この先どうしようかと大総統は頭を悩ませているとき、

急にホログラム映像が届けられた。


「わっ!? なんだ!?」


『そこは400年前の国の中枢機関ですか。こちらは日本です』


「なんでそんなピチピチスーツ着てるんです?」


『2500年の地球では普通の服です。

 それより、こっちはモンスターとの戦いで忙しい。

 余計な話をしている余裕はありません』


「2500年!? 400年後の地球ってこと!?」


「大総統、まさか……」


「異世界と未来を混合した世界に、

 日本をタイムリープさせちゃったようだ……」


「タイムマシン、ポンコツすぎません?」


「しょうがないだろ! わからないことも多いんだから!」


『無駄話は結構。やはりそちらが発端ですか』


ホログラム映像は日本の状況を映し出す。


地上から生えている高層ビルの摩天楼。

重力軽減装置で宙を自由に移動する人たち。


ジェット・カーがドラゴンとのチェイスを繰り広げ、

地上ではゴブリンの群れと、ビームガンの武装市民が応戦している


「じ、地獄絵図じゃないか……」


『未来の兵器もここでは資材が限定されている。

 今はこちらが優勢だがいつまでもつかわかりません。

 早く元の時代に戻してください』


「そうはいっても、このタイムマシンはポンコツで。

 次にスイッチ押したときいつに飛ぶかわからないぞ」


『ならばこちらの技術を提供します。

 2400年の技術なら、確実に直せます』


「そうか! その手があったか!」


ダメダメなポンコツタイムマシンを未来人に見せると、

脳内AIによりあっという間に答えを導き出してしまう。


『修理完了です。
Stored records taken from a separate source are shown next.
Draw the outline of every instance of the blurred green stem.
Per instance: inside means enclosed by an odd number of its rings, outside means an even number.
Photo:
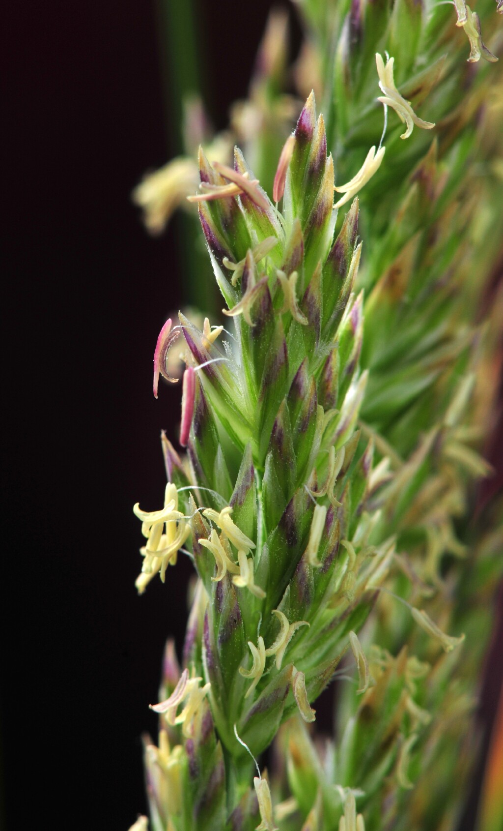
[[[200,19],[198,0],[157,0],[156,17],[161,56],[168,152],[170,156],[185,152],[183,146],[183,102],[193,96],[203,97],[198,43]],[[217,310],[214,282],[203,246],[194,245],[194,221],[186,214],[175,217],[176,236],[183,265],[183,300],[212,313]],[[208,273],[208,279],[202,275]]]

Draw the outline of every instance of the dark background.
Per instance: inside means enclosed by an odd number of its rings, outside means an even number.
[[[230,0],[199,5],[222,128],[269,4],[246,21]],[[154,401],[152,356],[183,271],[177,224],[150,238],[130,192],[173,155],[177,125],[154,0],[9,7],[0,825],[126,831],[146,811],[140,735],[190,573],[181,557],[137,596],[132,506],[161,507],[159,435],[180,407],[178,387]]]
[[[217,128],[269,7],[200,3]],[[131,508],[160,507],[159,433],[179,416],[178,388],[153,398],[152,356],[183,263],[179,225],[152,240],[129,194],[176,125],[154,0],[17,0],[7,17],[0,824],[126,831],[146,811],[139,737],[190,573],[180,558],[137,597]]]

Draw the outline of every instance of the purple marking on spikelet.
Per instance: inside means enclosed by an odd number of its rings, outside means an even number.
[[[296,505],[295,499],[292,499],[286,505],[286,508],[283,512],[283,515],[280,519],[280,527],[283,529],[285,534],[286,544],[292,548],[296,548],[299,542],[299,535],[297,533],[298,517],[295,514],[295,508]]]
[[[358,234],[358,196],[353,200],[351,208],[346,214],[343,226],[327,258],[327,265],[341,277],[345,277],[356,242]]]
[[[234,494],[232,494],[232,498],[230,502],[230,505],[232,508],[234,508],[236,505],[243,504],[247,498],[247,494],[250,488],[253,484],[254,479],[255,479],[255,468],[253,467],[252,462],[251,462],[250,465],[246,468],[245,471],[243,472],[242,476],[241,478],[238,477],[239,486],[234,491]]]
[[[199,775],[199,765],[196,758],[193,739],[185,740],[185,752],[188,757],[188,773],[192,779],[196,779]]]
[[[213,672],[215,671],[215,656],[213,655],[213,650],[212,649],[211,634],[209,628],[209,617],[208,615],[208,610],[204,615],[204,627],[203,632],[203,642],[204,644],[204,652],[206,655],[206,665],[208,669],[208,672]]]
[[[213,732],[213,719],[212,711],[207,707],[201,722],[201,741],[205,742]]]
[[[213,229],[211,227],[209,222],[208,221],[208,219],[204,215],[205,210],[206,209],[204,208],[203,203],[200,203],[199,220],[201,222],[201,227],[203,228],[203,232],[204,234],[204,236],[206,237],[206,241],[212,251],[212,253],[214,254],[217,262],[222,265],[223,258],[229,256],[232,257],[232,255],[231,253],[229,251],[226,251],[226,249],[222,245],[220,240],[218,239],[218,237],[215,234]]]
[[[311,92],[299,116],[295,127],[295,139],[300,144],[308,144],[315,132],[315,96]]]
[[[247,720],[251,719],[253,715],[256,715],[259,713],[266,713],[278,701],[284,701],[289,690],[290,683],[286,682],[284,686],[276,686],[269,696],[266,696],[261,699],[259,698],[252,707],[252,710],[250,710]]]

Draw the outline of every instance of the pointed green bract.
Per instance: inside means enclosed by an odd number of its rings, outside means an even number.
[[[199,154],[226,332],[180,315],[186,457],[163,436],[164,507],[134,508],[144,581],[179,550],[198,574],[145,751],[155,831],[454,827],[501,574],[496,508],[467,522],[503,313],[494,295],[481,325],[503,236],[500,70],[471,66],[489,5],[301,0],[323,114],[311,92],[281,121],[278,22],[243,151]],[[273,189],[253,169],[275,118]],[[330,683],[320,754],[305,724]]]

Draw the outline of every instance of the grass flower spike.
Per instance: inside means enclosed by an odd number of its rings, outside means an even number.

これで大陸はもちろん惑星ごと時代を超えられます』


「おお、ありがとう! 未来の人!!」


「大総統、はやくスイッチを!」


「ああ! スイッチ・オン!!」


日本の周囲にワープゲートが開き、異世界は異世界へ。

未来は未来へと元通りに転送された。

日本は元の状態に戻る。


「見ろ! 大成功だ!」


「ではこれを地球規模で実行しましょう!」


「ああ。失われた緑を再び地球に取り戻すのだ!!」


ふたたびスイッチが押される。

今度は地球の周囲にワープゲートが開き、

地球やその周囲を取り巻く環境を昔へと戻した。


ハゲ散らかっていた山は緑が生い茂り、

ゴミだらけだった海は澄み渡る青色に、

焼け野原のマングローブは再びジャングルへと戻った。


「大成功だ! これでまた好きなだけ伐採できるぞ!」


「タイムパラメータも6600万年前を示しています。

 地球が一番豊かな時代です!」


「そうかそうか。それはよかった。

 ああ、でも外に出るときは銃を忘れるな。

 たしかこの時代はまだ恐竜もまだいたらしいからな」


「ええもちろん。貴重な検体も得られるかもしれません」


二人は外に出ると、そこは緑いっぱいの幻想郷。

美しい大地に見とれてから空を見上げた。


「ああ、空がこんなにもキレイなんてな」


「きっと夜になると星もクリアに見えてキレイでしょうな」


「というか、すでに星が見えるほど透き通っているぞ」


「この昼間からです? さすがにそれは無理じゃないですか?」


「いや、ほんとに見えるって。ほらあそこ」


「……本当ですね。なんの星でしょう」


「なんか大きくなっていないか?」

「え?」


タイムマシンはあまりに優秀だった。

地球はもちろん、地球におきた環境変化もちゃんと当時を再現した。


6600万年前の地球。

恐竜が最後に生息していたその時代。

一番豊かな地球環境は長くは続かなかった。


「大総統……」


「言うな。もうわかってる……」


二人は覚悟を決めた。



「あれ、星は星でも……隕石ですね」



栄華を誇る地球環境が巨大隕石の衝突により

生物が死滅したのもちょうどこの頃だった。